To make matters worse, Candice Choi at the Associated Press has obtained internal emails between GEBN officials and Coca-Cola. While GEBN claimed that Coca-Cola didn’t influence the GEBN, these emails show that Ms. Applebaum had a significant role in directing the network. Choi discovered that, “Coke helped pick the group’s leaders, edited its mission statement and suggested articles and videos for its website.”
Will the GEBN Ever Come Clean?
Perhaps the GEBN’s only hope now is to come clean and apologize for misleading the public. Instead, the GEBN is doubling down on deception.
GEBN co-founder Gregory Hand is the Dean at the West Virginia University School of Public Health, and a Fellow of the ACSM. A Dominion Post article published on 11/26/2015, entitled “WVU research not connected to Coke funds” quotes Hand stating, “While I still am involved in discussions with the network about its future, there is no GEBN money at WVU.” Perhaps this is true, but one may hesitate to take the GEBN at its word.
Hand continued, stating that,
The only Coke funding that flows to WVU is a small subcontract with South Carolina for consultation and data analysis on the research projects that were funded by Coca-Cola.

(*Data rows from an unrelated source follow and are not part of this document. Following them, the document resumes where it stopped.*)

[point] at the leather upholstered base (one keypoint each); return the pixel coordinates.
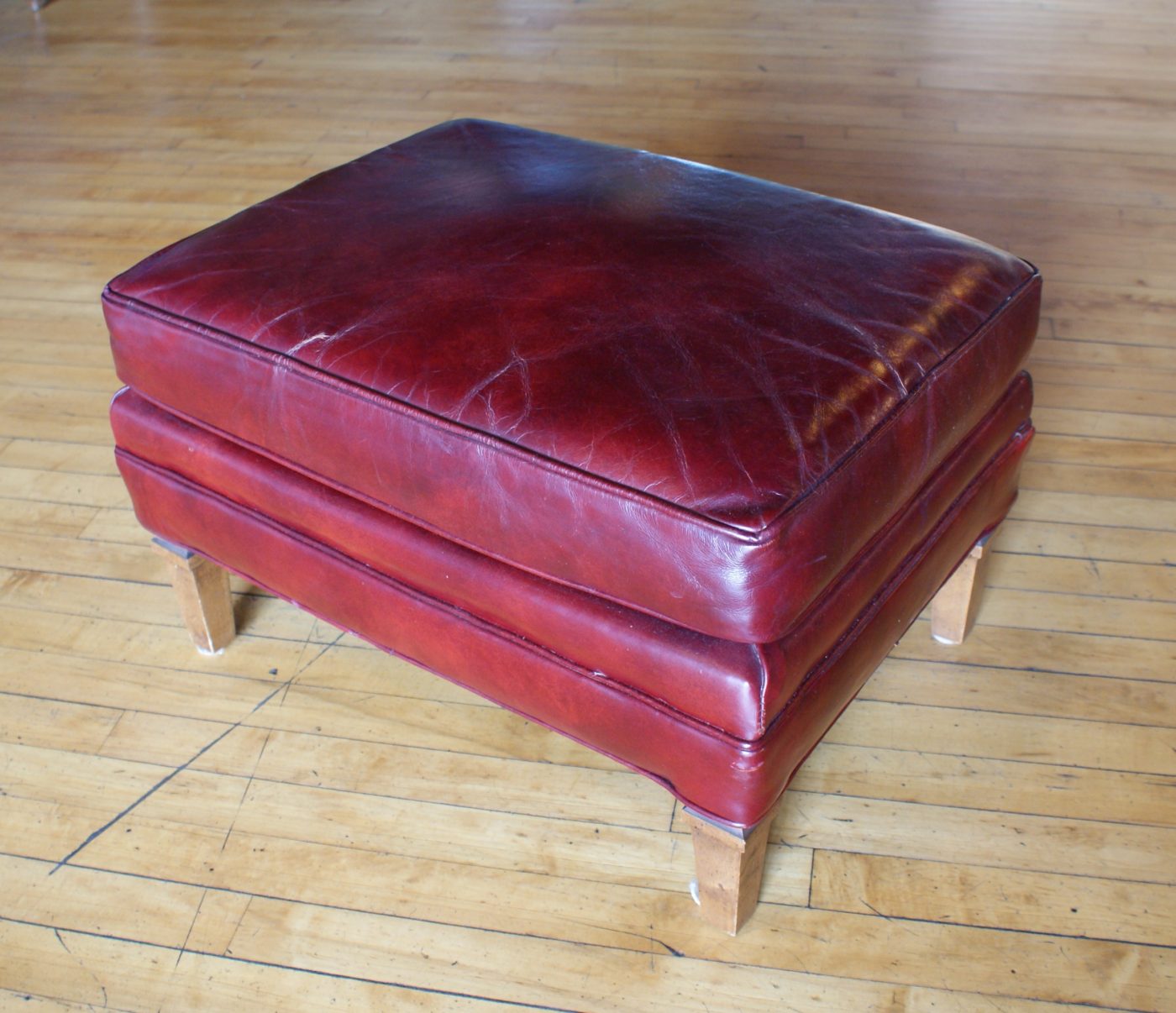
(735, 687)
(732, 778)
(660, 455)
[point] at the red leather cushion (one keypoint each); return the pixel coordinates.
(691, 392)
(735, 687)
(717, 773)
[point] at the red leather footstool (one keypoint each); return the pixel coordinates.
(664, 457)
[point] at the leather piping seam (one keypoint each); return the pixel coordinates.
(1017, 441)
(535, 459)
(431, 601)
(747, 748)
(409, 518)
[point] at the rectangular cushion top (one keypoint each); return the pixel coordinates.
(674, 335)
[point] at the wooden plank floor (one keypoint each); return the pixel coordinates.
(305, 822)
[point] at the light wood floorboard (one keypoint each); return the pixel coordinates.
(305, 822)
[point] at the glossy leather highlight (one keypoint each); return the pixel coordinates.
(722, 382)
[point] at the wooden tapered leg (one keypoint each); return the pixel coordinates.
(955, 605)
(729, 868)
(205, 601)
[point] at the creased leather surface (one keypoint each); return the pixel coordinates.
(722, 775)
(680, 388)
(737, 687)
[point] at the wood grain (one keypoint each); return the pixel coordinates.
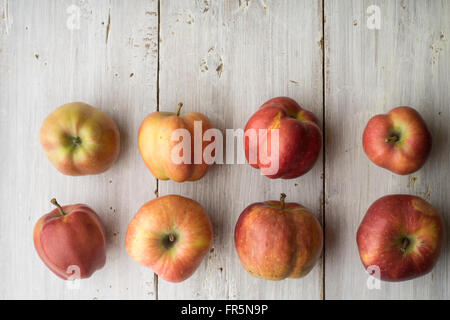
(369, 72)
(43, 64)
(224, 60)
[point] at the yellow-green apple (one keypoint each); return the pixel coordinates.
(299, 139)
(398, 141)
(157, 145)
(401, 236)
(70, 240)
(277, 240)
(80, 139)
(171, 235)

It doesn’t take much digging to disprove the ACSM fellow’s assertion. Coca-Cola’s misnamed “Transparency” database shows three direct Coca-Cola donations to WVU. These donations do not mention the University of South Carolina, consultation, or data analysis:
Coca-Cola paid at least $24,000 to WVU in 2015. That includes one grant specifically to Hand’s school, the WVU College of Public Health. In his role as dean, did Hand simply not notice the Coca-Cola funding his school received this year?
As we’ve covered, Coca-Cola’s “Transparency” website only gives a glimpse at Coke’s academic influence. WVU exemplifies this; not listed on the Coca-Cola “Transparency” database is WVU’s “partnership” with Coca-Cola, continuous since 2002.
This pouring rights agreement gives Coca-Cola “exclusive availability for Coca-Cola products across all WVU’s campuses and athletic facilities.” In return Coca-Cola is paying “$50,000 to WVU over the next five years for a University sustainability program.” Furthermore, Coca-Cola is dedicating “$600,000 over the same time period to WVU’s general scholarship fund.”
With fewer than 15 minutes of research, we’ve discovered at least $664,000 in direct Coca-Cola grants to WVU. And none of this funding mentioned anything about the University of South Carolina. It remains unclear whether GEBN co-founder Gregory Hand deliberately misled the press about his school’s Coca-Cola funding, or if he was simply ignorant.